2. Tatsächlich realisierbare, aber rechtlich unzulässige Ermittlungen ändern nichts an der Unmöglichkeit der Fahrerfeststellung.
3. Je gravierender der hinsichtlich des verantwortlichen Fahrers unaufklärbare Verkehrsverstoß ist und je geringer die Mitwirkung des
Fahrzeughalters bei der Sachverhaltsaufklärung, desto geringere Anforderungen sind an die Darlegung der Ermessenserwägungen für die
Anordnung der Führung eines Fahrtenbuches zu stellen.
Tenor
Die Beschwerde der Antragstellerin gegen den Beschluss des Verwaltungsgerichts Karlsruhe vom 9. Juli 2010 - 3 K 1331/10 - wird zurückgewiesen.
Die Antragstellerin trägt die Kosten des Beschwerdeverfahrens.
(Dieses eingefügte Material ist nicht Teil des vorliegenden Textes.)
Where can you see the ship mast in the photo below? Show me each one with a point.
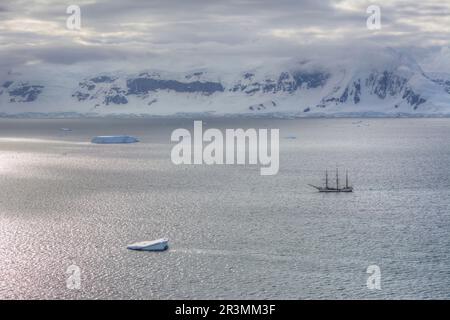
(346, 179)
(337, 179)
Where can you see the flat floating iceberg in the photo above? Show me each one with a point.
(114, 139)
(155, 245)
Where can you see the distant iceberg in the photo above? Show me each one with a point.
(114, 139)
(155, 245)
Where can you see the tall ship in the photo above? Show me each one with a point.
(337, 188)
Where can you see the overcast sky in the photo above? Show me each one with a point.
(196, 31)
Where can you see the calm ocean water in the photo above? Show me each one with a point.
(233, 233)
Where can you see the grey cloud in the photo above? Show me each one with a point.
(211, 29)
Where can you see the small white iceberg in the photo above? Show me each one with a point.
(114, 139)
(155, 245)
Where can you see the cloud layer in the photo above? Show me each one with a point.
(195, 32)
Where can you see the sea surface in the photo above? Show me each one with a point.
(233, 233)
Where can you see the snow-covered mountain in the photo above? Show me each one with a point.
(369, 83)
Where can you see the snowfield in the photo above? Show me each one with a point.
(386, 83)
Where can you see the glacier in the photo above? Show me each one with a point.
(372, 83)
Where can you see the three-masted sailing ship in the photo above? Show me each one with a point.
(328, 188)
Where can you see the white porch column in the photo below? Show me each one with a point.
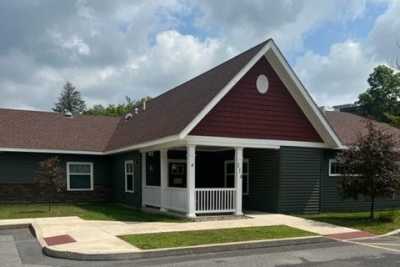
(163, 176)
(238, 179)
(191, 180)
(143, 176)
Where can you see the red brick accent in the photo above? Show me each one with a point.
(350, 235)
(245, 113)
(59, 240)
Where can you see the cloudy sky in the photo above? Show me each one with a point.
(112, 49)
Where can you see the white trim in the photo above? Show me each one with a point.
(156, 142)
(226, 162)
(224, 91)
(335, 141)
(131, 173)
(69, 173)
(177, 161)
(249, 143)
(331, 161)
(324, 129)
(52, 151)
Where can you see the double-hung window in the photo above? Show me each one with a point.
(79, 176)
(129, 177)
(230, 175)
(335, 169)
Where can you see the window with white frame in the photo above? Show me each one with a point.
(129, 177)
(335, 169)
(230, 175)
(176, 173)
(79, 176)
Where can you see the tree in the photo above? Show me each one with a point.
(50, 178)
(381, 100)
(70, 100)
(116, 110)
(369, 167)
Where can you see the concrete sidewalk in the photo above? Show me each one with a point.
(100, 237)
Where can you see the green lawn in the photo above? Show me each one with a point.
(384, 222)
(87, 211)
(193, 238)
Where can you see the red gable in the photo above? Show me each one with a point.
(245, 113)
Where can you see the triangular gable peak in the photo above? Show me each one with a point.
(244, 112)
(286, 112)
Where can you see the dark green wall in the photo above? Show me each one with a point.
(299, 180)
(21, 168)
(118, 174)
(263, 180)
(18, 171)
(332, 201)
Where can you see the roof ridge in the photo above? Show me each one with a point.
(57, 113)
(211, 69)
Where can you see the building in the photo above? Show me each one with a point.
(245, 135)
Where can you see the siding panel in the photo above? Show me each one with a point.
(332, 201)
(244, 113)
(299, 180)
(263, 176)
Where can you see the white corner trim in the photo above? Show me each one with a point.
(305, 95)
(129, 173)
(156, 142)
(249, 143)
(52, 151)
(69, 173)
(224, 91)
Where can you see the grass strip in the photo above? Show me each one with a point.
(202, 237)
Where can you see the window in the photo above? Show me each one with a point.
(79, 176)
(230, 174)
(153, 175)
(334, 168)
(177, 173)
(129, 177)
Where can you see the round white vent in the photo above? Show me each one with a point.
(262, 84)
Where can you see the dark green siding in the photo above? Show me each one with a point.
(118, 174)
(332, 201)
(263, 180)
(299, 180)
(21, 168)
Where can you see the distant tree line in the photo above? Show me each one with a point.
(70, 100)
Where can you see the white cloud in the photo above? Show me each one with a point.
(111, 49)
(384, 38)
(248, 22)
(338, 77)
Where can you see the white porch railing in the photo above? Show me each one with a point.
(152, 196)
(215, 200)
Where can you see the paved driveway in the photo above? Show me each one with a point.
(388, 243)
(19, 248)
(102, 236)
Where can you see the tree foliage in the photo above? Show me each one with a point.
(116, 110)
(381, 101)
(50, 178)
(369, 167)
(70, 100)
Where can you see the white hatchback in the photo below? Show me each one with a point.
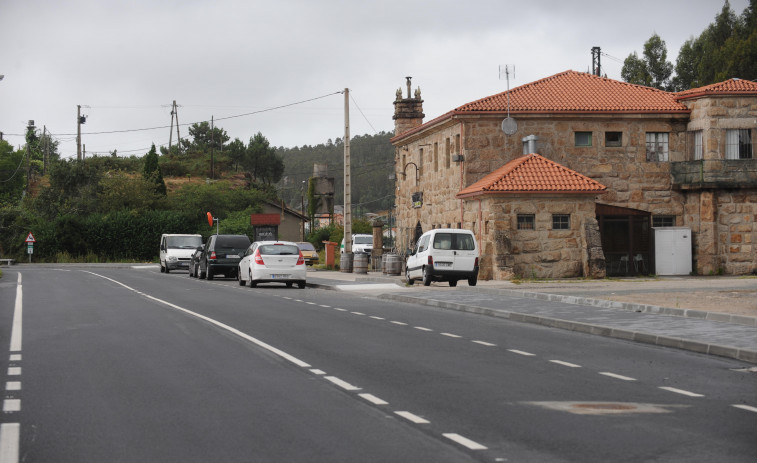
(272, 262)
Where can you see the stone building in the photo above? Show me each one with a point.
(647, 159)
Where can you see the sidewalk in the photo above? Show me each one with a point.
(722, 324)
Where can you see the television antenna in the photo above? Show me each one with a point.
(509, 126)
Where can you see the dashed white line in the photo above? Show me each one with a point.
(373, 399)
(681, 391)
(520, 352)
(565, 364)
(411, 417)
(484, 343)
(746, 407)
(343, 384)
(613, 375)
(464, 441)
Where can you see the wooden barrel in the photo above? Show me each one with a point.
(393, 264)
(361, 263)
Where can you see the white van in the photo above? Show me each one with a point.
(444, 254)
(176, 251)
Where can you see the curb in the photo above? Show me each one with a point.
(598, 330)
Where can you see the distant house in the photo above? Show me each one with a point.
(583, 171)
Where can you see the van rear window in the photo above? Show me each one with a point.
(454, 241)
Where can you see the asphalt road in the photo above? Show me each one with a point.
(121, 364)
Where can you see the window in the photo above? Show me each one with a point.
(613, 138)
(560, 221)
(583, 138)
(738, 144)
(526, 222)
(663, 221)
(657, 146)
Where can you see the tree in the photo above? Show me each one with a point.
(152, 171)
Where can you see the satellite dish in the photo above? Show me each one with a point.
(509, 126)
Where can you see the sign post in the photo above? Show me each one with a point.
(30, 245)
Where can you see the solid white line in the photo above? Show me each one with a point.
(464, 441)
(746, 407)
(373, 399)
(343, 384)
(18, 312)
(9, 442)
(13, 386)
(613, 375)
(414, 418)
(681, 391)
(11, 405)
(520, 352)
(484, 343)
(566, 364)
(228, 328)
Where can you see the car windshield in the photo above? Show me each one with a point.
(183, 242)
(279, 250)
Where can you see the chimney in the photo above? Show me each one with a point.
(408, 112)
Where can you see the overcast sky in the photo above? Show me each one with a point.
(126, 61)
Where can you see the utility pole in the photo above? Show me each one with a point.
(347, 181)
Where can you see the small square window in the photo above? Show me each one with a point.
(613, 138)
(663, 221)
(583, 138)
(526, 222)
(560, 221)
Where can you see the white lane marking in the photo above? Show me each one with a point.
(11, 405)
(223, 326)
(565, 364)
(681, 391)
(613, 375)
(343, 384)
(13, 386)
(520, 352)
(373, 399)
(9, 442)
(411, 417)
(746, 407)
(464, 441)
(484, 343)
(18, 315)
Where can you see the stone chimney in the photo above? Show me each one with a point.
(408, 112)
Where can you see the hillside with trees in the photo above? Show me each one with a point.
(726, 49)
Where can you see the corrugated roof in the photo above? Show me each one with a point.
(532, 173)
(729, 87)
(572, 91)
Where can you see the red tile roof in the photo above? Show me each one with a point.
(532, 173)
(729, 87)
(578, 92)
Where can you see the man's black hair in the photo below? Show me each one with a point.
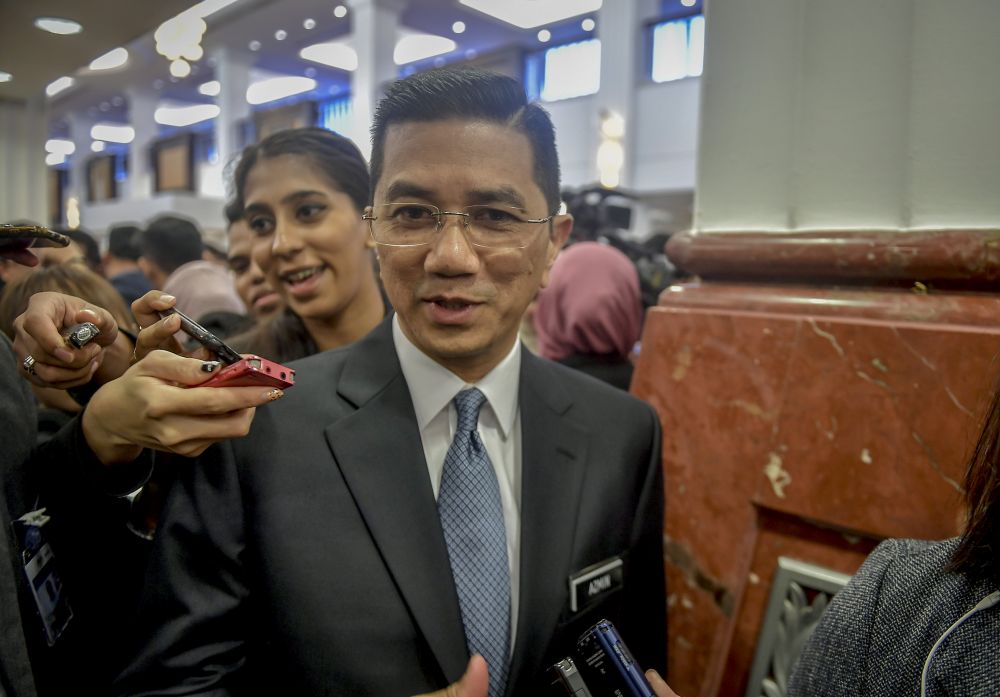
(170, 241)
(471, 95)
(123, 242)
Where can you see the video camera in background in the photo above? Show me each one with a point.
(605, 215)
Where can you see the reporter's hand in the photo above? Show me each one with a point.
(157, 404)
(475, 682)
(156, 333)
(660, 687)
(38, 333)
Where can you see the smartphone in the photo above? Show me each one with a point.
(15, 237)
(204, 337)
(566, 680)
(250, 371)
(607, 665)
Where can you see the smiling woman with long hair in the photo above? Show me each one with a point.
(302, 192)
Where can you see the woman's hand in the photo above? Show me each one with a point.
(157, 404)
(38, 333)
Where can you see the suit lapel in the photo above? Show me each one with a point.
(380, 455)
(553, 462)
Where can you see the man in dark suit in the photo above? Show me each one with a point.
(342, 548)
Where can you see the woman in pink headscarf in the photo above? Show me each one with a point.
(590, 315)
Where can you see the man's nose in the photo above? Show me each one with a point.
(451, 253)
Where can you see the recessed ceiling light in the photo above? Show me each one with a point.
(60, 146)
(115, 58)
(57, 86)
(58, 25)
(336, 54)
(276, 88)
(528, 14)
(414, 47)
(184, 115)
(210, 89)
(112, 132)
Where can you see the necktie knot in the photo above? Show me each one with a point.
(467, 405)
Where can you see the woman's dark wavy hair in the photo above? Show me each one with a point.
(474, 95)
(977, 553)
(284, 337)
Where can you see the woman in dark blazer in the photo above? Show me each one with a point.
(920, 618)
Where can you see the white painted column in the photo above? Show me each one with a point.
(23, 174)
(141, 105)
(374, 23)
(619, 26)
(232, 70)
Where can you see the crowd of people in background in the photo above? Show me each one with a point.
(302, 277)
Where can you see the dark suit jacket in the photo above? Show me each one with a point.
(308, 558)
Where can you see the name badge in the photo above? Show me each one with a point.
(590, 584)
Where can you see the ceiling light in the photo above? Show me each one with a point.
(332, 53)
(528, 14)
(180, 68)
(275, 88)
(115, 58)
(414, 47)
(210, 89)
(57, 86)
(112, 132)
(58, 25)
(60, 146)
(180, 116)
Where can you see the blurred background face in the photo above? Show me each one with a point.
(251, 283)
(308, 236)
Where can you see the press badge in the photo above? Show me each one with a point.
(594, 582)
(43, 575)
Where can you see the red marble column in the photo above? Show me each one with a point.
(809, 415)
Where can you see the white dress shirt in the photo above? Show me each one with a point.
(432, 389)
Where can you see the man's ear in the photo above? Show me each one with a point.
(562, 225)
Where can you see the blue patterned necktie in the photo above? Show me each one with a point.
(472, 520)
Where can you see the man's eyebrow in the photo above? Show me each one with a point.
(403, 190)
(504, 194)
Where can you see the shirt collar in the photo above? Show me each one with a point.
(432, 386)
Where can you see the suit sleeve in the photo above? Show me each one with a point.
(189, 632)
(834, 660)
(645, 612)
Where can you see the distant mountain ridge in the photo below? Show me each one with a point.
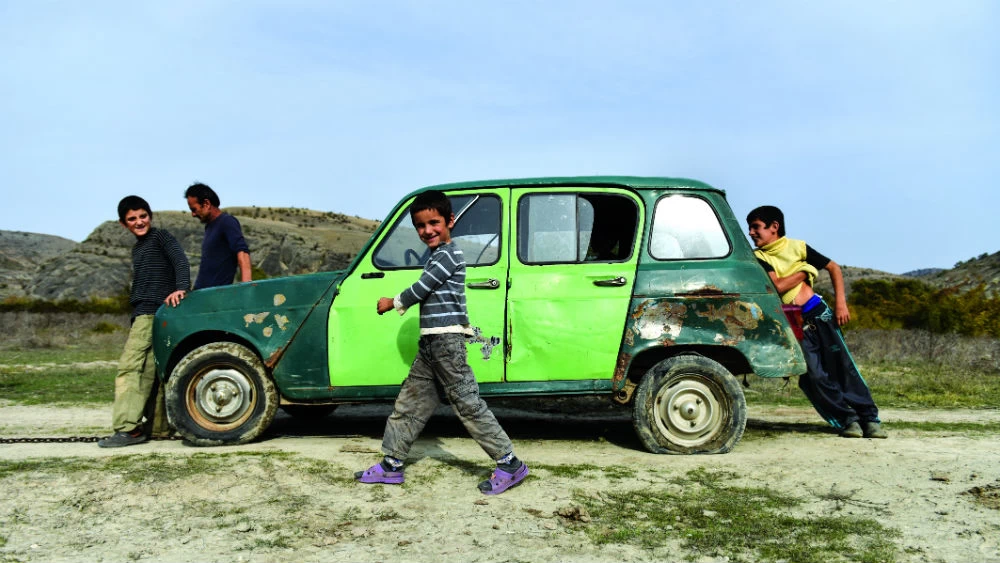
(287, 241)
(283, 241)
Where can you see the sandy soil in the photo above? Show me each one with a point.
(915, 482)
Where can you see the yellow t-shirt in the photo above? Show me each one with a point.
(788, 256)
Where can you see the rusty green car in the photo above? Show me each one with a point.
(643, 290)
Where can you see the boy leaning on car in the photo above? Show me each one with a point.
(160, 274)
(832, 383)
(441, 358)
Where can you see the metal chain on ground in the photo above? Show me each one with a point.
(69, 439)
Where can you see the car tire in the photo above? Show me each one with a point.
(689, 405)
(220, 394)
(308, 413)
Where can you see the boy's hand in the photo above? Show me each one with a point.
(385, 305)
(842, 312)
(174, 299)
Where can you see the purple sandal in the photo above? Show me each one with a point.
(378, 474)
(500, 480)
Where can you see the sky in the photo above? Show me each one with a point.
(875, 126)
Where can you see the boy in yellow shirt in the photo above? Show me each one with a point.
(833, 383)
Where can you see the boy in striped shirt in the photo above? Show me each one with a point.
(441, 358)
(160, 274)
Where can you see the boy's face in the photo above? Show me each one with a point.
(432, 227)
(138, 222)
(762, 234)
(200, 209)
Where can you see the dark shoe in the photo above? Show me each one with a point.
(502, 480)
(874, 430)
(378, 474)
(853, 430)
(122, 439)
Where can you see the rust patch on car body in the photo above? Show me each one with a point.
(624, 359)
(736, 316)
(258, 318)
(654, 320)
Der Streitwert des Beschwerdeverfahrens wird auf 4.800,-- EUR festgesetzt.
Gründe
1
Die Beschwerde der Antragstellerin ist zulässig, aber nicht begründet.
2
Nach § 146 Abs. 4 Satz 6 VwGO ist der Prüfungsumfang des Beschwerdegerichts bei Beschwerden gegen Beschlüsse des Verwaltungsgerichts
in Verfahren des vorläufigen Rechtsschutzes beschränkt. Danach prüft der Verwaltungsgerichtshof nur die in einer rechtzeitig eingegangenen
Beschwerdebegründung dargelegten Gründe. Auf dieser Grundlage hat die Beschwerde keinen Erfolg. Die in der Beschwerdebegründung
dargelegten Gründe führen nicht dazu, dass die vom Gericht im Rahmen des § 80 Abs. 5 Satz 1 2. Alt. VwGO vorzunehmende Abwägung zu
Gunsten des Interesses der Antragstellerin ausfällt, vom Vollzug der Anordnung der Antragsgegnerin vom 29.03.2010 zur Führung eines
Fahrtenbuches bis zu einer endgültigen Entscheidung über deren Rechtmäßigkeit verschont zu bleiben.
3
Nach der im Verfahren des vorläufigen Rechtsschutzes gebotenen summarischen Prüfung der Sach- und Rechtslage erweist sich die Verfügung
als rechtmäßig. Das über die bloße Rechtmäßigkeit eines Verwaltungsakts hinausgehende besondere Vollzugsinteresse (vgl. VGH Baden-
Württemberg, Beschluss vom 13.03.1997 - 13 S 1132/96 -, VBlBW 1997, 390) sieht der Senat in dem vorrangigen öffentlichen Interesse an der
Sicherheit des Straßenverkehrs. Denn eine Fahrtenbuchauflage ermöglicht nicht nur die nachträgliche Feststellung des Fahrzeugführers bei
Verkehrsverstößen, sondern beugt solchen auch vor, weil jeder Fahrer des betreffenden Kraftfahrzeugs damit rechnen muss, im Falle einer
Zuwiderhandlung gegen Verkehrsvorschriften anhand des Fahrtenbuches identifiziert zu werden (vgl. Senatsbeschluss vom 15.04.2009 - 10 S
584/09 -, VBlBW 2009, 356 m.w.N.).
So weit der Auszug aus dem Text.